To increase yield in cucumber (Cucumussativus L.), we designed a recurrent selection program utilizing phenotypic (PHE) and marker-assisted (MAS) selection for the development of multiple lateral branching (MLB; branches per plant), gynoecious, early genotypes possessing high fruit length to diameter ratio (L:D). These yield components are under genetic control of few quantitative trait loci (QTL; 2-6 per trait), which have been placed on a moderately saturated molecular linkage map. Four inbred lines, complementary for the target traits, were intermated and the resulting population underwent MAS and PHE, as well as random mating (RAN), for three cycles. Selections by PHE were visually made for all four traits at the whole plant level. Selections based on MAS contained the highest number of desired marker genotypes from 20 marker loci (SSR, RAPD, SCAR, SNP).
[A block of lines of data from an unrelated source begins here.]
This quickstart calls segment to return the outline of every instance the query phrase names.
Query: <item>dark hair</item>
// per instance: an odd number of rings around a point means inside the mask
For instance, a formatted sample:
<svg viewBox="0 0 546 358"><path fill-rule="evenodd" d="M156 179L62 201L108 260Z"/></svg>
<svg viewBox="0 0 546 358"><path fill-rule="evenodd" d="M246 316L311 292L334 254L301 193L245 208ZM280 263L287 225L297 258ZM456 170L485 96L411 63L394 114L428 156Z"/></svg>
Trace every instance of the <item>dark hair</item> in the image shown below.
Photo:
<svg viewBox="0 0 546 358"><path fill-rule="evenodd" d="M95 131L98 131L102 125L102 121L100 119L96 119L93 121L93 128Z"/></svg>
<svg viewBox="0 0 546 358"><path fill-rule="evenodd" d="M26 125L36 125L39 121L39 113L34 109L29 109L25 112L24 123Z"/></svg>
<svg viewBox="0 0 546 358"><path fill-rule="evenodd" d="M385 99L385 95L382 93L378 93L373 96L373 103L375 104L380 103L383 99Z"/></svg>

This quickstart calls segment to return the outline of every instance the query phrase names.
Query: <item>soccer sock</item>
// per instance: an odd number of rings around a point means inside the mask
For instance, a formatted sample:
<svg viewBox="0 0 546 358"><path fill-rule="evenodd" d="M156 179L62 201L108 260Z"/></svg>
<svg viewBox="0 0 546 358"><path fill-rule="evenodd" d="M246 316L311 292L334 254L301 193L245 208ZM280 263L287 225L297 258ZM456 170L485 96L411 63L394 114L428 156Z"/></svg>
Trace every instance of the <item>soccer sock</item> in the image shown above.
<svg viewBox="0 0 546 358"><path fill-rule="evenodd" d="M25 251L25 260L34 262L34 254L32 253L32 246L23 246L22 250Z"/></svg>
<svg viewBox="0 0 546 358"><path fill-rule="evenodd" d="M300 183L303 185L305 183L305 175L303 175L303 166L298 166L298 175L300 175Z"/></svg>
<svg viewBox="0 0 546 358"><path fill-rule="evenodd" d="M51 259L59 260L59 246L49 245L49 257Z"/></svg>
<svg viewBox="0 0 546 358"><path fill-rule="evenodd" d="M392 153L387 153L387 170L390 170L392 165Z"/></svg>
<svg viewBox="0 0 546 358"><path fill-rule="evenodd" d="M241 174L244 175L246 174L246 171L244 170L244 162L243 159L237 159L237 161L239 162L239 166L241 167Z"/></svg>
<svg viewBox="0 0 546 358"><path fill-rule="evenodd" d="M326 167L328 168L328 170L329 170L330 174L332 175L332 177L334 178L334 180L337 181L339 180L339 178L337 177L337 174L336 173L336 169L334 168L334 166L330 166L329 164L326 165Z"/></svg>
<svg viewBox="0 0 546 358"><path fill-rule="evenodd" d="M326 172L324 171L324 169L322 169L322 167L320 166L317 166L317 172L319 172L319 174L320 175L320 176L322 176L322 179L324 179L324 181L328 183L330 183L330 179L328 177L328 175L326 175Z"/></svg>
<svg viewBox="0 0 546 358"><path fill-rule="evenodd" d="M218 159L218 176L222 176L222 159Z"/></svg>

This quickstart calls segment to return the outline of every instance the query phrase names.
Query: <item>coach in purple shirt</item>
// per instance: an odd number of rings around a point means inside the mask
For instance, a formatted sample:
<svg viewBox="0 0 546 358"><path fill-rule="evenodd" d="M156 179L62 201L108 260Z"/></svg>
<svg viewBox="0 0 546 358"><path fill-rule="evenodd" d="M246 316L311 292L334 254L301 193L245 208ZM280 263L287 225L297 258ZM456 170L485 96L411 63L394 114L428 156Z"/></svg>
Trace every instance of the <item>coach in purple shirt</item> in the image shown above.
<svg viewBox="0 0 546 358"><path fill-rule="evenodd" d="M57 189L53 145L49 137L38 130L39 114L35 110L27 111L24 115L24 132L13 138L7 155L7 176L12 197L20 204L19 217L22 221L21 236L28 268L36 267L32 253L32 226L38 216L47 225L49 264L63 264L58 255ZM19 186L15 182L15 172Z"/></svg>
Using the same selection scheme and intensity allowed a direct comparison of MAS to PHE. Selection was equally effective for MLB and L:D by MAS (3.5 and 3.0) and PHE (3.6 and 3.0), which were both superior to RAN (2.8 and 2.8). For earliness (days to anthesis) and gynoecy (percent female), MAS (41.8 and 26.6) was less effective than PHE (40.5 and 81.8) and RAN (41.0 and 80.9), which were equal. For yield (fruit per plant), RAN (1.90) and MAS (1.88) were equal, but less than PHE (2.15). After three cycles of PHE, further selection by MAS identified superior genotypes, which were intermated. Superior hybrids were selected by MAS and underwent one backcross generation. In some backcrosses, gains were made in every trait compared to the PHE Cycle 3 mean, while in other backcrosses, gains were made only in some traits. Improvement by MAS was very effective during line extraction for these yield components.